New Features and Enhancements
- Job templates
- Job
templates include the following enhancements:
- Job templates display on the Job Templates view, separate from the list of job instances that display on the Job Instances view.
- When you create job instances from a job template, the instances
are attached to the parent job template by default. Attached job
instances display in the parent job template’s run history and
are updated when the parent job template is updated.
You can optionally detach job instances from the parent job template when you want to use the job details and default parameter values defined in the template, but don't want subsequent changes to the template to be applied to the job instance.
- When you create a job template for a pipeline that uses runtime parameters, you define whether each parameter functions as a dynamic parameter that can be overridden in child job instances or as a static parameter that cannot be overridden.
- You can archive a job template when you do not want new job instances to be created from the template, but want existing job instances to continue to run.
- Job instances created from a job template inherit all tags added to the template.
- Stage library selection for deployments
- When you define the engine configuration for a deployment, you can select individual stages to install or uninstall, in addition to selecting stage libraries.
- Engine installation script for self-managed deployments
- When using a self-managed deployment, you can configure the engine installation script to run the engine as a foreground or background process.
- Authoring engine selection for pipelines, fragments, and connections
- When you create pipelines, fragments, or connections, the authoring engine selection window displays the current CPU and memory usage of each engine.
- Sticky notes for pipeline canvas
- To delete a sticky
note from the pipeline canvas, you click the Delete icon
(
) instead of the X in the note header.
Fixed Issues
- When legacy Kubernetes is enabled for your organization and you have created
legacy deployments only, you receive the following message when trying to
create a pipeline:
Attention: You need to set up a deployment with an engine before you can create a pipeline
- If you have an existing Data Collector deployment with an installed enterprise stage library, and you edit the
deployment to upgrade to a new version of the same enterprise stage library,
you cannot remove the existing version of the stage library.
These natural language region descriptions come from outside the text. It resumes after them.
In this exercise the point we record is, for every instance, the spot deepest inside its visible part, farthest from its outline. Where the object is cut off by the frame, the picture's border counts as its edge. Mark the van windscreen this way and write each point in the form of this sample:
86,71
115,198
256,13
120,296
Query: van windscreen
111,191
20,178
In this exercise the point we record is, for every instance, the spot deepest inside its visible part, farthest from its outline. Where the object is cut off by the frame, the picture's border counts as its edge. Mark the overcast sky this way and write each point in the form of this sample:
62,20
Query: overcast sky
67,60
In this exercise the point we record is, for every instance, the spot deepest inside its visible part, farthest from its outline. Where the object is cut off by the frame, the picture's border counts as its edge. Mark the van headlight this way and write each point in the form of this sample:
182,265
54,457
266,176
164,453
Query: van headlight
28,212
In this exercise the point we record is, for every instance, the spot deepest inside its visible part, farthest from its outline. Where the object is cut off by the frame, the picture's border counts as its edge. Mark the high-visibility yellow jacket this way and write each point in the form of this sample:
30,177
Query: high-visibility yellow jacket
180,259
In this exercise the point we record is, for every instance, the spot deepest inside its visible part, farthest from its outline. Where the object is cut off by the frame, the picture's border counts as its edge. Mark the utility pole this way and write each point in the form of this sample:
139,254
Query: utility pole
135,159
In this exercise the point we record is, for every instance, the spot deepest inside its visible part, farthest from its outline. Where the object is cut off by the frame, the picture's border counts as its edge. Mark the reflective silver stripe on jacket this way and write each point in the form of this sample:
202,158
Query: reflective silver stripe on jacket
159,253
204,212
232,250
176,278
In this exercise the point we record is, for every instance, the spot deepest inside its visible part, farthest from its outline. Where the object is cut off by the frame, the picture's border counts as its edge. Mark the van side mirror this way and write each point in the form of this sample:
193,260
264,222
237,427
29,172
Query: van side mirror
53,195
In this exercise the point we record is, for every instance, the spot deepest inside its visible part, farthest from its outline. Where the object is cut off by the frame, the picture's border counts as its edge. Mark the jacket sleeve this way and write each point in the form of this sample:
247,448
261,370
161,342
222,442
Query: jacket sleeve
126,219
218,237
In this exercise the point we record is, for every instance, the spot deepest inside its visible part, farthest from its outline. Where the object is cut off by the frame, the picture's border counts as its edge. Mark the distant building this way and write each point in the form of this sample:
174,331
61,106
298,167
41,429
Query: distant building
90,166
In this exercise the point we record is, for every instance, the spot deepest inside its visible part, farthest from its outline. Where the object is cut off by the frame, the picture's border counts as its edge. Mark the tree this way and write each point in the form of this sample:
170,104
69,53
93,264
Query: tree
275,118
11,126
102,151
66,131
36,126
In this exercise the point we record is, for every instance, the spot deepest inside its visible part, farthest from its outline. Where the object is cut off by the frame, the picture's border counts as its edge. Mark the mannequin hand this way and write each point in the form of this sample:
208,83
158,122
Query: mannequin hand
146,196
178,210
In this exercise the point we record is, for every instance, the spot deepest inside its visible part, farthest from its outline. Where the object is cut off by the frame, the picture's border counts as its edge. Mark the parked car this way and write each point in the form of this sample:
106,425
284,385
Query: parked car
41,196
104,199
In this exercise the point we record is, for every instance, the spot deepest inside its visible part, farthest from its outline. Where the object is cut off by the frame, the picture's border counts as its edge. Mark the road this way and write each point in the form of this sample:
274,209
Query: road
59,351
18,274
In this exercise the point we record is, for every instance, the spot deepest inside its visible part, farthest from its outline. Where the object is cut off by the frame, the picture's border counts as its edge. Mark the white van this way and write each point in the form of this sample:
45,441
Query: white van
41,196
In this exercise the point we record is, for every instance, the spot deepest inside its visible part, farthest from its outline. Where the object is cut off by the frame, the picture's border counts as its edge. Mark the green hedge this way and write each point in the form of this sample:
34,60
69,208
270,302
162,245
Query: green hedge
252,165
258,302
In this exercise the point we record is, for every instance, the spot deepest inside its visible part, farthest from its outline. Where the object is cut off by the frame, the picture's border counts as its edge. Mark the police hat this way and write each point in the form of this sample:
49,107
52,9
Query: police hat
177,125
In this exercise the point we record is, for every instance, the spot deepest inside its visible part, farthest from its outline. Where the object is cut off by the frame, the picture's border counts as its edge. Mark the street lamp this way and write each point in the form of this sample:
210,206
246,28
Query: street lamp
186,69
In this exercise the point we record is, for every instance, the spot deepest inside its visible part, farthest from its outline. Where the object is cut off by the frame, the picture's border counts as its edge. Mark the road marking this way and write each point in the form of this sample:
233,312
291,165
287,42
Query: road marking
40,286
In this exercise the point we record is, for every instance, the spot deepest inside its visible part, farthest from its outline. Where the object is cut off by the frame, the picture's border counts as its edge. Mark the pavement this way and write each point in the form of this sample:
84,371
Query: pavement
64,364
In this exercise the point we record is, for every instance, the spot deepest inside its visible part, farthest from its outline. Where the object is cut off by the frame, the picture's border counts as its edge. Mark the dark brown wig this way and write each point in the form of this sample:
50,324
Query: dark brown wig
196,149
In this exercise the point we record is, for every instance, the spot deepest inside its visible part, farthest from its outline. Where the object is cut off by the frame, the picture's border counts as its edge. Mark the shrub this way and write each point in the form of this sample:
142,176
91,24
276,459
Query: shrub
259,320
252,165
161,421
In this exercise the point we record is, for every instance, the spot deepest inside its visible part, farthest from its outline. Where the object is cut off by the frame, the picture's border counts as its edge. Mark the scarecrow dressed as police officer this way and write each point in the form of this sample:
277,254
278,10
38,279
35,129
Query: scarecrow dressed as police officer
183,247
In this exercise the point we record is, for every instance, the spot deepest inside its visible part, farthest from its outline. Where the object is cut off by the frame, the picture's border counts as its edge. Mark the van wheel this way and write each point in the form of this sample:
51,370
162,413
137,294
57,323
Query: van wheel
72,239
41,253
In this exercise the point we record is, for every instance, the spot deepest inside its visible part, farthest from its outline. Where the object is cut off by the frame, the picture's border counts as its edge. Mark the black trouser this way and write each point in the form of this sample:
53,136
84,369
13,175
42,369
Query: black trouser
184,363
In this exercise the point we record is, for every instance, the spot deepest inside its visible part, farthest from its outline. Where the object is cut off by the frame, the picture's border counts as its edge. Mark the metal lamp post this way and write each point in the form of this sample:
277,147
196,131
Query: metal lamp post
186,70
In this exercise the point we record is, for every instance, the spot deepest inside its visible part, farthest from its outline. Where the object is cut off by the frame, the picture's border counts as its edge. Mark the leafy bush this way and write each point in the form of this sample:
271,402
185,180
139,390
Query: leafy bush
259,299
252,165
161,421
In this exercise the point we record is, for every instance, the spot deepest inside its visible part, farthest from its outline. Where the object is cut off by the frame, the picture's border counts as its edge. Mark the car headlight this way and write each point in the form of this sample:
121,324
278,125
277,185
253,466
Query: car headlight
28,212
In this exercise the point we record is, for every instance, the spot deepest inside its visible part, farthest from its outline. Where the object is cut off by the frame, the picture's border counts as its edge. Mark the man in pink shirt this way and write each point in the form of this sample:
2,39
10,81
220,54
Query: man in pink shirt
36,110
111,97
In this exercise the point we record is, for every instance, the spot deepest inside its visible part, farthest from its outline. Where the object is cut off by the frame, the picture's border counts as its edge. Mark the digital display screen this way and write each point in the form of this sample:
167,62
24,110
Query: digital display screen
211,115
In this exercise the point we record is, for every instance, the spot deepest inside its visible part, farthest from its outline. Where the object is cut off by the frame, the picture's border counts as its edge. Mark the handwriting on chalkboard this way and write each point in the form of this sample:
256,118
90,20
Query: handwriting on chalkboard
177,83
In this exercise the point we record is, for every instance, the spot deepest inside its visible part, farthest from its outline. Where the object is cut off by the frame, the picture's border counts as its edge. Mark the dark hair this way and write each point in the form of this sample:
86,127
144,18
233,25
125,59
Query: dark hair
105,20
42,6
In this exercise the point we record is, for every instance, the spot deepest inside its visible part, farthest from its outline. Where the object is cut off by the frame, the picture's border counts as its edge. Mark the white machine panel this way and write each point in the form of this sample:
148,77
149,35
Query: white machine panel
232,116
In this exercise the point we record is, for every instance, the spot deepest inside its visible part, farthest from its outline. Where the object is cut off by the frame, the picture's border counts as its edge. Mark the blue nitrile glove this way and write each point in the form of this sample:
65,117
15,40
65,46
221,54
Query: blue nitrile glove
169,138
As a result,
Data Collector fails to start with the following error:
REST_1001 - Unable to find following stage libraries in repository list: streamsets-datacollector-<enterprise library type>-lib:<new version>, streamsets-datacollector-<enterprise library type>-lib:<existing version>
- If existing Control Hub users have an Invited or Expired status and then you enable and disable
SAML authentication, disabling SAML fails with the following
error:
javax.persistence.PersistenceException: org.hibernate.exception.ConstraintViolationException: could not execute statement
December 8, 2021
This release includes an enhancement.
Enhancement
- Supported SAML identity providers
- StreamSets supports Microsoft Azure Active Directory (Azure AD) as a SAML identity provider.
November 2021
The following StreamSets DataOps Platform releases occurred in November 2021.
November 17, 2021
This release includes a new feature.
New Feature
- SAML authentication
- StreamSets DataOps Platform supports single sign-on (SSO) authentication with SAML 2.0 with selected identity providers (IdPs).
November 5, 2021
This release includes a new feature and several fixed issues.
New Feature
- Legacy Kubernetes integration
- Control Hub provides a legacy Kubernetes integration that you can use to automatically provision Data Collectors on Kubernetes. Provisioning includes deploying, registering, starting, scaling, and stopping Data Collector Docker containers in a Kubernetes cluster. Legacy Kubernetes integration requires that the Provisioning Agent use the Control Agent Docker image version 4.0.0 or later.
Fixed Issues
- When viewing real-time statistics and metrics for an active Transformer job, the names of stages display incorrectly.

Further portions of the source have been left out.